Weitere Formen des EKGs
Spezielle Formen wie das intrakardiale EKG (während einer Herzkatheteruntersuchung) oder Speiseröhren-EKG werden eher seltener durchgeführt und bleiben bestimmten Fragestellungen vorbehalten.
EKG per Smartwatch messen – funktioniert das?
Mittlerweile gibt es viele elektronische Armbanduhren, die neben dem Anzeigen der Uhrzeit noch weitere Funktionen erfüllen können. Diese sogenannten Smartwatches sind beispielsweise mit dem Internet verbunden oder können über spezielle Sensoren Daten erfassen, die für die Gesundheit eine Rolle spielen.

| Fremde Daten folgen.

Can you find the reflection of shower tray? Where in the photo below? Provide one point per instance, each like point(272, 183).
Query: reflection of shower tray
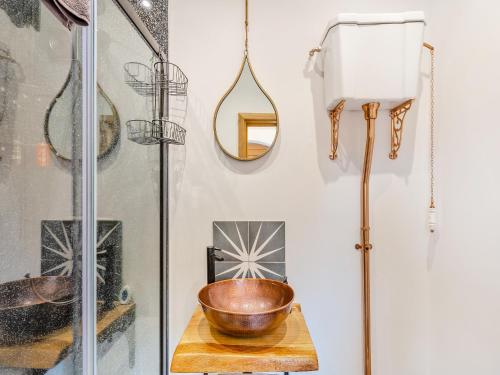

Dazu gehören auch Smartwatches, die eine einfache Form eines Elektrokardiogramms erstellen können und damit eine Art "EKG für zu Hause" bieten. Als Elektroden dienen in der Regel die Unterseite der Uhr, die Kontakt zur Haut des einen Arms hat, sowie ein Sensor an der Oberseite oder Seite der Uhr, der mit einem Finger berührt werden muss. In der Regel dauert die Messung etwa 30 Sekunden.
Fachleute schreiben dem so aufgezeichneten EKG eine hohe Genauigkeit zu, wenn es darum geht, Störungen des Herzrhythmus wie Vorhofflimmern zu erkennen.
Wichtig ist aber: Viele andere Erkrankungen, wie eine Durchblutungsstörung des Herzens, werden durch das einfache EKG nicht erfasst. Die smarte Uhr darf also beispielsweise nicht zur Erkennung eines Herzinfarkts genutzt werden. Bei Verdacht auf eine Herzerkrankung sollte also immer ärztlicher Rat gesucht und im Zweifelsfall der Notruf verständigt werden.